12:59withnomad: Last time i looked at zink (though i do not know too much about vulkan) it lacked so many features, that it was not very appealing. As getting vulkan enabled cpu rasterizer you might be better off with gfx-rs and the gfx-compability layer and run it off ontop of llvmpipe maybe.
13:00karolherbst: withnomad: what you say makes no sense
13:01withnomad: karolherbst: no sense can be made for a guy who can not think.
13:01withnomad: gfx-rs has ICD compability and opengl backend which could probably run ontop of llvmpipe
13:02karolherbst: besides the point, and please stop insulting people
13:08withnomad: https://www.d.umn.edu/~gshute/logic/alu.xhtml all the gates in ieee1164 make use of multiplexers, which reset the state of alus even on bubbles, if one wants to get closer look into how multiplexers work, there is a patent. https://patents.google.com/patent/US6675182
13:13withnomad: if you would not rotate the stuff in mux and wraparound accordingly, it would damage the logic of course, cause it would according kichhoff law would drive possibly too big currents to the logic.
13:15daniels: Akien: yep, #zink is it :)
13:15kisak: hello withnomad, looking at the backscroll and stepping back for a moment, what are you trying to achieve at the moment? It appears you're expressing ideas for the sake of doing so, but there's no context or issue you're trying work out in doing so.
13:16withnomad: you might be thinking that perhaps i was wrong, since there is a parallel mux, but parallel case mux does not mean it is parallel.

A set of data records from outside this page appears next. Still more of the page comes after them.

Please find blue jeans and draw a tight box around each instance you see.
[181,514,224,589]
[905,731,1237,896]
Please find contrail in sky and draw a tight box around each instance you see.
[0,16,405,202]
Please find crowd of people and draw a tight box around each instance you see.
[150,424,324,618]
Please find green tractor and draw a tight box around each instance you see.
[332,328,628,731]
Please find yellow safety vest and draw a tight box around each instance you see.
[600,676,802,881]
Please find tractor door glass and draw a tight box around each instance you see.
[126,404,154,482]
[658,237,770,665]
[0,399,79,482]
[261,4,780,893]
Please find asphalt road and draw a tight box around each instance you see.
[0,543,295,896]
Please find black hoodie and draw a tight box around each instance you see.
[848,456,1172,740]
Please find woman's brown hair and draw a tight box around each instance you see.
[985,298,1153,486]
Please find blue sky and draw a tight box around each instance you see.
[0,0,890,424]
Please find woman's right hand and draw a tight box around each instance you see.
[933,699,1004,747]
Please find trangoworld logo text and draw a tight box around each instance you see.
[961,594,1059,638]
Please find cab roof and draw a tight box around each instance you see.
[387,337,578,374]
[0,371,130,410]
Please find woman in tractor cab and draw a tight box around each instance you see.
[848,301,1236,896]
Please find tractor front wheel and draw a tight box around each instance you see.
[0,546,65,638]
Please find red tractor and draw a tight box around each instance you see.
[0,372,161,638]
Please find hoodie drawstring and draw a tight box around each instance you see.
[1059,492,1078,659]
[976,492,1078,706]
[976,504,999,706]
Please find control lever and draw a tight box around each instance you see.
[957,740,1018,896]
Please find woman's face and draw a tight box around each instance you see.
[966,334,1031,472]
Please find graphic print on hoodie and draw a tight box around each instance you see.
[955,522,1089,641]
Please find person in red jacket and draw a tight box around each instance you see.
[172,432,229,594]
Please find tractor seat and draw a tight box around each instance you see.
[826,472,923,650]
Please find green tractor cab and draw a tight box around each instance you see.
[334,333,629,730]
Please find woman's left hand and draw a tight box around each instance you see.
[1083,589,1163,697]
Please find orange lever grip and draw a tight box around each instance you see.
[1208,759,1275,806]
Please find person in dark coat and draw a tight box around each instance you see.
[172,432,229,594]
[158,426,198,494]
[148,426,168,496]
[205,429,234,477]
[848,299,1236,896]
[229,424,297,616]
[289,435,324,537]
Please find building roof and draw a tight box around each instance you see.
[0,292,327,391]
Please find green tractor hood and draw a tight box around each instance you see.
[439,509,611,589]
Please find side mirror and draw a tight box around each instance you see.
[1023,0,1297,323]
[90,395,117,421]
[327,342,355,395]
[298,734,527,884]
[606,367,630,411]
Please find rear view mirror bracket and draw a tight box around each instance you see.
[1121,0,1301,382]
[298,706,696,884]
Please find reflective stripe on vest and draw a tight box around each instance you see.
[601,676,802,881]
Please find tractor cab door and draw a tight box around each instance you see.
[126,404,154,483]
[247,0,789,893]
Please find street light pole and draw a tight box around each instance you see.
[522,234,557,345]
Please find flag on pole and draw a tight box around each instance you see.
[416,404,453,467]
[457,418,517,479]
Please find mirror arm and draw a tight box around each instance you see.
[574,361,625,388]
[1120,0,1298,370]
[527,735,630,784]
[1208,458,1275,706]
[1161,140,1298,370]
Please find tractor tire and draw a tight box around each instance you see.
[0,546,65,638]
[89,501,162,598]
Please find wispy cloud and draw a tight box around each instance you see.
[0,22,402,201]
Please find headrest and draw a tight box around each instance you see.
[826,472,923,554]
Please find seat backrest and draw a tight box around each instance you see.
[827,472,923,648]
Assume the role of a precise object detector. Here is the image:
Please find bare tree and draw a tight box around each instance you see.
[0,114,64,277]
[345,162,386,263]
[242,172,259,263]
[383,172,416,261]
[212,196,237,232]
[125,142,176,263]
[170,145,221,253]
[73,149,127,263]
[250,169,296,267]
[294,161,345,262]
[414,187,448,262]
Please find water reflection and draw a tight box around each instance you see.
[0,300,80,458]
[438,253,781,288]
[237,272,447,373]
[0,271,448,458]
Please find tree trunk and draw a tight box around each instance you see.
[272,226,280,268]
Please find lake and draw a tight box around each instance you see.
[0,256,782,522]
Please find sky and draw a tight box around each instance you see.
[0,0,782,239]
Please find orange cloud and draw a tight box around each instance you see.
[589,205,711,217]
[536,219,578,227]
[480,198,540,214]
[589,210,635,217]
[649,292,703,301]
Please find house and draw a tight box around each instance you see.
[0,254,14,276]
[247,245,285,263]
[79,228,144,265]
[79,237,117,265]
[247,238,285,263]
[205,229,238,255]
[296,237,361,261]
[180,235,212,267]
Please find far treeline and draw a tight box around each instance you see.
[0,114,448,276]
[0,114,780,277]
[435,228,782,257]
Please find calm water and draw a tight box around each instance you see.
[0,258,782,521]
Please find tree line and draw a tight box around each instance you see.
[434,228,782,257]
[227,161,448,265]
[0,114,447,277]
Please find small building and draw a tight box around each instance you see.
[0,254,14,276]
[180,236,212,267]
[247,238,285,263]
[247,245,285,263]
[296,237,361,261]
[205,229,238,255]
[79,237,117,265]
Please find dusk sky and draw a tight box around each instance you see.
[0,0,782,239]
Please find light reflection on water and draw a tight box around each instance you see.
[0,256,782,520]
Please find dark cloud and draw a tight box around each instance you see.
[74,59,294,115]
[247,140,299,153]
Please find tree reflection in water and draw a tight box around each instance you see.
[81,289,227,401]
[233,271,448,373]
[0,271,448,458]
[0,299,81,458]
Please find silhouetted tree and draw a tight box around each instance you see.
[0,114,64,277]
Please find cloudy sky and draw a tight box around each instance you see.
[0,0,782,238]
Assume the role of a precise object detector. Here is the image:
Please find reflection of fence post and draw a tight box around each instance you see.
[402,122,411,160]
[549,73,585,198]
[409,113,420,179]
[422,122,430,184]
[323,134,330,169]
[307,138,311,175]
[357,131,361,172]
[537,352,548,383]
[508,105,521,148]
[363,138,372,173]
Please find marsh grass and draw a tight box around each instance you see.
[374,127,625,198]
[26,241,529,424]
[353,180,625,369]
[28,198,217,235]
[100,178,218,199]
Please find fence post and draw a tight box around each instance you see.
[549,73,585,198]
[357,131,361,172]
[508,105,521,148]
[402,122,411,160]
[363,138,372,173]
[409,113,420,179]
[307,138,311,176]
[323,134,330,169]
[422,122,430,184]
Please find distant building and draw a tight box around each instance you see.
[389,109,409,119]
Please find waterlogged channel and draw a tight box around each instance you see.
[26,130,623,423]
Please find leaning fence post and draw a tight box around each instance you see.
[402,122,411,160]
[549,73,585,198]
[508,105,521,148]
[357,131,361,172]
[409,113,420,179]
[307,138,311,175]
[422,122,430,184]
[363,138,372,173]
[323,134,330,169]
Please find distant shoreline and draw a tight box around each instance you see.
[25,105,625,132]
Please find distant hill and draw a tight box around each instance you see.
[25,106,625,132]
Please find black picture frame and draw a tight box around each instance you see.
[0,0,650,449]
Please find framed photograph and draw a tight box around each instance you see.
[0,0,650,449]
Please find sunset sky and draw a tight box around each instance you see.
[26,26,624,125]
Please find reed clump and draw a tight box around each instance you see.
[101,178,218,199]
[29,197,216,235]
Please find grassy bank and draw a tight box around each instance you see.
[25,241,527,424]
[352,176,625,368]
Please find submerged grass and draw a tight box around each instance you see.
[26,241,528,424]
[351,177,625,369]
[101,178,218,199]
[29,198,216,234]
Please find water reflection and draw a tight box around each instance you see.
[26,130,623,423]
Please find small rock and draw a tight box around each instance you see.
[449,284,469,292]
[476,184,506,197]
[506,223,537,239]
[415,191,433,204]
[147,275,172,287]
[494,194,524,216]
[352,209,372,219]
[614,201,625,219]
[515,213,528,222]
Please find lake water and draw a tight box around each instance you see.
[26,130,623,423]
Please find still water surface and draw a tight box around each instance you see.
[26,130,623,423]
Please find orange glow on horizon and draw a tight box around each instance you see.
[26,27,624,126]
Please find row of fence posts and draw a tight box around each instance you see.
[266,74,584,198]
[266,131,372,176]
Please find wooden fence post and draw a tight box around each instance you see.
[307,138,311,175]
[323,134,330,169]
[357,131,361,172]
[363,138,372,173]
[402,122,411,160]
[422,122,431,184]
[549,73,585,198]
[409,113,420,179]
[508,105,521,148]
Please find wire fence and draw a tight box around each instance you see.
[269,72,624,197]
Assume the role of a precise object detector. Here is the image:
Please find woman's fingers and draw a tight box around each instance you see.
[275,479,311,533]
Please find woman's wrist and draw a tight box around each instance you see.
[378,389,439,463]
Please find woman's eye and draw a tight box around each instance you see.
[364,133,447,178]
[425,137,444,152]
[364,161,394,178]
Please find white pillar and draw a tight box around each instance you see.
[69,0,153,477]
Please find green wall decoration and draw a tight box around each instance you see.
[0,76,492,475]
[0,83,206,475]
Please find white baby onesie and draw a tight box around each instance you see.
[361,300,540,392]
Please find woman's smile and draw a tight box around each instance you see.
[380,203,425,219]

13:16withnomad: begin is parallel context, but if you embed different cases in different begin blocks it won't be a mux anymore
13:16withnomad: all the items of case inside the begin are executed sequentially still.
13:17withnomad: hence every bubble in the circuit will take as much energy as real work.
13:18withnomad: it is analogoous to mechanical parts even like breaking inside the electrical car, to use breaks in the car, it requires energy, and this can be directed to the capacitors like supercapacitors developed for that purpose.
13:18karolherbst: kisak: that person is well known, I just wasn't aware who it was...
13:27linkmauve: Hi Intel people, what could be the cause of this kind of artifact on a gen7? https://pix.mathieui.net/o/yCDqS.jpg
13:27withnomad: this is fairly long time ago, when the solution was offered, the easy version is quite simple, some lines in the driver and some things preloaded to cache and it will fill the bubbles subsitutions like doing real work instead of blocking.
13:28linkmauve: The horizontal lines blink, and the “orientation” changes based on resolution.
13:29withnomad: because display lists are in fact cached, from times of ogl1.0 that requires cache coherent protocol to be implemented always, and a route from one cache to another, which on gpus is clockless due to texture arbiters.
13:30withnomad: so bu torning down the dispatcher , this is the first step , colliding the caches and invalidating the content is the other step, and you should have all the perf in the world.
13:30linkmauve: This isn’t my computer, nor am I close to it so debugging is a bit harder, it also didn’t happen on Ubuntu 16.04 to 19.10, and only started now on ArchLinux (Linux 5.8).
13:31withnomad: i also developed new intrinsics for long latency ops and so this gets into more wins, and also all compression, but i won't commit that work.
13:31mripard: danvet_: have you seen https://firstname.lastname@example.org/ ?
13:32mripard: I guess you'll have some comments :)
13:32linkmauve: Sorry not ArchLinux, Debian Sid (so probably same kernel).
13:33mripard: (like do we want to have it on atomic_begin _check and _flush too?)
13:34danvet_: mripard, oh where's that magic cocci script?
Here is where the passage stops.